Nos están mareando (confundiendo) demasiado con lo que comemos en los últimos tiempos. Mal asunto. Si de algo debemos de estar seguros es de que lo que ingerimos no daña y, además, es sano. Pero no ocurre así en el climax máximo de cocineros y fogones, cuando preparar una merluza en salsa verde es prime time y los cocineros michelín son todos hijos de Zeus aunque muchos tengan cara de cemento. Resulta que son sospechosos el azúcar, las harinas, todas las grasas, las salsas, los platos preparados, las sacarinas, los aceites de palma y cacahuete y ¡cuidado con el agua que bebes! 

Aunque lo más grave es esa amenaza fantasma que sostiene que los platos preparados, precocinados y los aditivos, de acá y allá, que se añaden a centenares de alimentos básicos como el pan, la leche, el jamón... no son de fiar: o  te engañan vendiendo por leche de vaca lo que es suero,  o te meten grasas saturadas divinas de la muerte hasta por el orto. 

Lo más curioso, no obstante,  es que quienes divulgan masivamente estas advertencias te aseguran que el alimento sospechoso lo come el pobre. Claro que es un alimento seguro, eso sí, pues casi nadie muere de diarrea ya, pero que te enferma  lentamente hasta conducirte sin remisión en el mundo de la diabetes, el cancer o las enfermedades cardiovasculares. Y claman porque abominemos de esas salsas de las que el fabricante sólo sabe que no matan; o pugnan porque impongamos al azúcar los impuestos del alcohol (¿por cierto, la cerveza normal tiene alcohol?) y se quedan tan panchos: más sabios y responsables que un Nobel. 

En esta situación,  muy pocos de ellos ayudan a dar pistas sobre cómo podemos ir cambiando el ambiente obesogénico en el que vivimos, de qué manera abandonamos las costumbres enfermizas de ingerir el súper wopper. Es decir, por qué puñetas la fruta no se ofrece al precio de la gaseosa o el pescado deja de parecerse a la carne (?) de pollo. De esta parte del dilema público sólo hablan algunos locos extremistas y ningún poder público ha decidido trabajar en la búsqueda de fórmulas que resuelvan el enigma de por qué el tomate cuesta 5 euros el kilo. 

A mí siempre me ha perecido que poner en duda la calidad, y mucho más la seguridad de los alimentos, es una especie de terrorismo.
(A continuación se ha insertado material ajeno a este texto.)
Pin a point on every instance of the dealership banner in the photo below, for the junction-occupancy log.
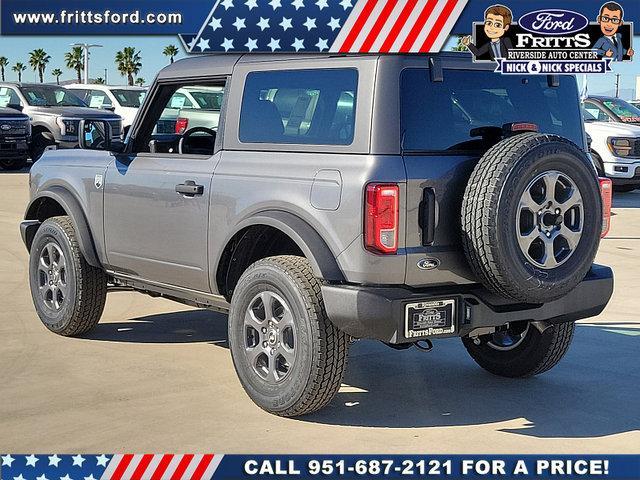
(208, 466)
(303, 26)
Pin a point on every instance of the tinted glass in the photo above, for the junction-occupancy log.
(626, 112)
(98, 99)
(8, 97)
(129, 98)
(301, 106)
(439, 116)
(43, 96)
(593, 113)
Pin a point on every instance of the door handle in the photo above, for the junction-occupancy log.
(190, 188)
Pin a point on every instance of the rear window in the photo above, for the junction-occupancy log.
(439, 116)
(299, 107)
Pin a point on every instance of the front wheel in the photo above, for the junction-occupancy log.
(289, 357)
(68, 293)
(521, 349)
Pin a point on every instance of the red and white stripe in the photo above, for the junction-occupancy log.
(398, 26)
(162, 467)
Ese es el miedo "que más mortifica", y el que más beneficio aporta a los malvados que lo propalan con el fin de achatarrar al adversario. 
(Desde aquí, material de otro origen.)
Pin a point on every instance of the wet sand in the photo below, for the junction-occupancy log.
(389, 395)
Estos intrigantes abundan hoy en las administraciones públicas y universidades, centros de investigación, redes y medios de comunicación convencionales y los que no sin tanto. Nos cuentan que para alimentar a una población mundial, que se duplicará en el horizonte del 2050, es imprescindible continuar el camino emprendido hasta ahora. Pero al tiempo, su contraparte en la investigación y la ciencia, asegura qué la mayoría de la ingesta de los paises ricos es crecientemente insana y ayuna de calidad, qué necesitamos políticas sociales que nos ayuden a salir de este manglar. 

La confusión, pues, es máxima y el aparente choque entre la industria alimentaria y una sociedad atónita, no acaba de alumbrar resultados saludables. De momento, a los únicos que les va de escándalo es a los vendedores de comida barata, ropa barata, frigoríficos baratos y motos de saldo. 

P. D. Un centro de investigación alimentaria valenciano acaba de anunciar el descubrimiento de los genes del tomate de pueblo, o sea, el bueno. Pronto crecerá bajo los plásticos con esa gracia. ¿A qué precio pondrá el kilo el mercado?